In conclusion, our data strongly support the notion that changes in the epigenome, including the age-associated loss of H3K9me3, can drive the aging processes in mammals, and therefore reinforce the role of epigenetic dysregulation as an important hallmark of aging. The TKOc mice generated in this study could potentially serve as a valuable experimental model for in-depth investigation of the molecular mechanisms of aging. Lastly, the loss of H3K9me3 might represent a novel target for the potential development of therapeutic interventions aiming at the prevention of age-associated diseases and extension of healthy lifespan.

METHODS

Animal housing

All the experimental procedures were performed in accordance with Swiss legislation after the approval from the local authorities (Cantonal veterinary office, Canton de Vaud, Switzerland).
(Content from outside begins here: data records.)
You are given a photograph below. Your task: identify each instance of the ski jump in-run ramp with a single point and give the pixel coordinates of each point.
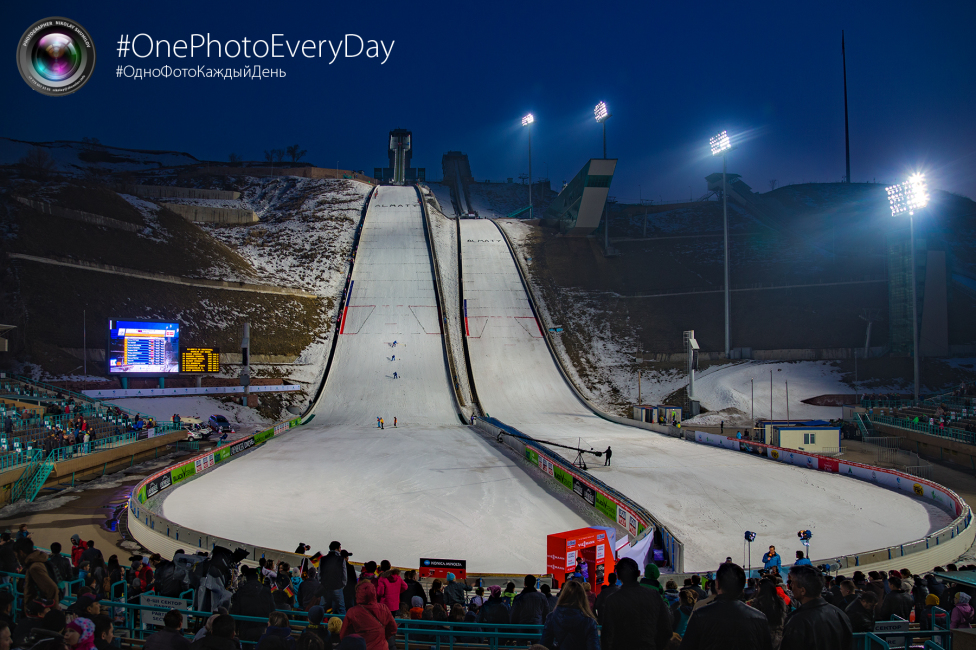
(707, 497)
(429, 487)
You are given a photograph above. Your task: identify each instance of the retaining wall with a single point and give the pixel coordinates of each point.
(207, 214)
(168, 192)
(78, 215)
(162, 277)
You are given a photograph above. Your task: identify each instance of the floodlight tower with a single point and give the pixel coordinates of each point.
(720, 145)
(527, 122)
(907, 197)
(602, 114)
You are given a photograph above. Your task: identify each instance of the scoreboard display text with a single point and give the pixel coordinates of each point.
(199, 359)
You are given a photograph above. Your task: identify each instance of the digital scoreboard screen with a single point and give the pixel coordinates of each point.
(199, 359)
(143, 347)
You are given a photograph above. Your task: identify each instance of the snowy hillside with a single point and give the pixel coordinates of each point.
(77, 157)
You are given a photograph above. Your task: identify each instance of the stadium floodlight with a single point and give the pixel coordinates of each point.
(527, 121)
(907, 197)
(602, 114)
(720, 143)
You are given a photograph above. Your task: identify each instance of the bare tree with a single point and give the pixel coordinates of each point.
(296, 153)
(37, 164)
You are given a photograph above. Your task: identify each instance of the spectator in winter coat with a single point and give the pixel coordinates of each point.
(635, 618)
(334, 578)
(369, 619)
(495, 610)
(389, 590)
(682, 610)
(727, 622)
(571, 625)
(815, 625)
(897, 603)
(251, 599)
(37, 583)
(773, 607)
(530, 606)
(962, 613)
(171, 636)
(278, 626)
(221, 636)
(310, 591)
(414, 588)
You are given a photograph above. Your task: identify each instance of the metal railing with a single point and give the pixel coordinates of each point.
(949, 433)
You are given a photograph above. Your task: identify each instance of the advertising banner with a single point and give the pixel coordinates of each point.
(439, 568)
(152, 617)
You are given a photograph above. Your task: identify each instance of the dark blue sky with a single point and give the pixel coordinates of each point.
(461, 75)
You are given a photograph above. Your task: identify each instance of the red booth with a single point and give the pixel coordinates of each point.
(591, 544)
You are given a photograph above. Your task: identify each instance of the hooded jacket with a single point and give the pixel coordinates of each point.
(369, 619)
(530, 607)
(962, 613)
(727, 624)
(567, 628)
(388, 592)
(635, 618)
(817, 625)
(38, 583)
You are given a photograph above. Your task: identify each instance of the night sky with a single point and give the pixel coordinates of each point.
(461, 75)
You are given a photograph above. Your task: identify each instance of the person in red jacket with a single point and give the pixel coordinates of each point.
(77, 548)
(369, 619)
(389, 589)
(141, 570)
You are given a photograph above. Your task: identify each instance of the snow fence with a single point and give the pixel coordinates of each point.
(158, 534)
(608, 501)
(941, 547)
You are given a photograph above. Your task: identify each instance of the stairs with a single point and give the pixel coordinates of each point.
(35, 474)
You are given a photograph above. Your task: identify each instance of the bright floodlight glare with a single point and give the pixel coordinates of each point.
(908, 196)
(720, 143)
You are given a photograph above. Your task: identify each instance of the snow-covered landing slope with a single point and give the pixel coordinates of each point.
(429, 487)
(707, 496)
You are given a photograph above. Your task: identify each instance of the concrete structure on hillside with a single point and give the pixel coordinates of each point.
(207, 214)
(400, 152)
(579, 207)
(931, 280)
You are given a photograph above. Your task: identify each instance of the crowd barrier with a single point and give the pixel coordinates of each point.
(940, 547)
(600, 496)
(157, 533)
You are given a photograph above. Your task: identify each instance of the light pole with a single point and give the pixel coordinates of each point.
(527, 122)
(908, 197)
(602, 114)
(720, 145)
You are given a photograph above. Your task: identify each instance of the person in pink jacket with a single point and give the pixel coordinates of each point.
(389, 588)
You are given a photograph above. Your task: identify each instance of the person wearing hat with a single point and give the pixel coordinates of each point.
(171, 636)
(454, 592)
(315, 629)
(35, 611)
(141, 570)
(495, 610)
Animals were housed in groups of five mice per cage with a 12hr light/dark cycle between 06:00 and 18:00 in a temperature-controlled environment at 25°C and humidity between 40 and 70% (55% in average), with free access to water and food. Transgenic mouse models used in this project were generated by breeding and maintained at the Animal Facility of Epalinges and the Animal Facility of the Department of Biomedical Science of the University of Lausanne.

Mouse strains

The TKOCAGCre mouse strains were generated by breeding the TKO strain, triple conditional knockout for the three H3K9me3 methyltransferases (Suv39h2, Suv39h1, Setdb1), previously generated by Professor Kenneth Zaret (Nicetto et al., 2019b) with CAG-CreER mice Stock No 004682. The final Homo-TKOCAGCre mouse strain is a quadruple transgenic conditional knockout mouse carrying: Setdb1 Flox/Flox: Loxp sites flanking exon 15–16 of Setdb1 gene (Chr.3). Suv39h1 Flox/Flox: Loxp sites flanking exon 3–5 of Suv39h1 gene (Chr.X). Suv39h2 KO/KO: deletion in the SUV39H2 gene (Chr. 10). CAG-CreER Cre/+: Insertion of CAG-CreER (Chr.3), for the tamoxifen-inducible CRE-mediated recombination system (Loxp sites). TKOCAGCre littermates not expressing Cre were used as control mice along the study.

Tamoxifen administration

Tamoxifen (Sigma, T5648) of TKOCAGCre mice was performed at 3 months of age and repeated at 5.5 months. Tamoxifen was administrated intraperitoneally at 67mg/kg for 5 consecutive days.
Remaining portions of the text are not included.